Enhanced ethanol sensing performance of hollow ZnO–SnO2 core–shell nanofibers

TLDR: In this paper, a design of the ethanol sensor based on ZnO-SnO 2 heterostructure is reported, and the performance of the fabricated sensors is systematically investigated, which reveal that the hollow shell structure enhances the sensing performance and shortens the response and recovery time.

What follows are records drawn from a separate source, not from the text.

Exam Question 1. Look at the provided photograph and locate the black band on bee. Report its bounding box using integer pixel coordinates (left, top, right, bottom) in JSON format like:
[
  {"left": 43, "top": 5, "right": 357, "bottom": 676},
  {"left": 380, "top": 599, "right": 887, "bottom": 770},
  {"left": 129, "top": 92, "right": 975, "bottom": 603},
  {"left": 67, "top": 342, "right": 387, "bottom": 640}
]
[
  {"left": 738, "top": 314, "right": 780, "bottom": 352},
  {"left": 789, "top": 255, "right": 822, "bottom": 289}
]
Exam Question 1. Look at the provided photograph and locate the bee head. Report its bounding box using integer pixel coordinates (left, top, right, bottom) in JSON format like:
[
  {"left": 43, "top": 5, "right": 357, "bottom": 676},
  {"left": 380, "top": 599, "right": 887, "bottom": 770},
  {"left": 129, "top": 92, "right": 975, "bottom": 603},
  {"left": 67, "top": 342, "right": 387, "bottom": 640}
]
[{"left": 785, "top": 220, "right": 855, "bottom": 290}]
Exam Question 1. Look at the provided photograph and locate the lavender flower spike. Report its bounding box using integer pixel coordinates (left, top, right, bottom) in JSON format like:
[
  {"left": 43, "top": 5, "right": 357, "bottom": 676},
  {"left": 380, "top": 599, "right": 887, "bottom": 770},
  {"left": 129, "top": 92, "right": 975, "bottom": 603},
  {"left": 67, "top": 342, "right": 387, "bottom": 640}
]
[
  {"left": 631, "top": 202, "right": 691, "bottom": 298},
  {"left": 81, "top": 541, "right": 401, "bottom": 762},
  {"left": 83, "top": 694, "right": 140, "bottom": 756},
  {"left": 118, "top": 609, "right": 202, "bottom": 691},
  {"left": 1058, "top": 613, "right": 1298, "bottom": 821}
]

Abstract: Designing composite nanomaterials is one of the most important key techniques for improving gas sensing performance. In this paper, a design of the ethanol sensor based on ZnO–SnO 2 heterostructure is reported. The hollow SnO 2 nanofibers are first synthesized by using the electrospinning method, and then the ZnO shell is subsequently grown on the fibers via the hydrothermal method. The ZnO–SnO 2 core–shell structure is confirmed by X-ray diffraction (XRD), energy dispersive spectrometer (EDS), scanning electron microcopy (SEM), transmission electron microscopy (TEM) and elemental mapping analysis. The gas sensing behaviors of the fabricated sensors are systematically investigated. Under optimum operating temperature (200 °C) at 100 ppm ethanol, the response of ZnO–SnO 2 sensor is 392.29, which is 11 times larger than that of SnO 2 sensor (about 35.02). The response and recovery time of ZnO–SnO 2 sensor are 75 s and 12 s, while that of SnO 2 sensor are 86 s and 14 s, respectively. The results reveal that ZnO–SnO 2 core–shell structure enhances the sensing performance and shortens the response/recovery time, which is attributed to unique hollow structure, oxygen vacancies and n–n heterojunction. In addition, the energy band structure of ZnO–SnO 2 heterojunction and the ethanol sensing mechanism are analyzed.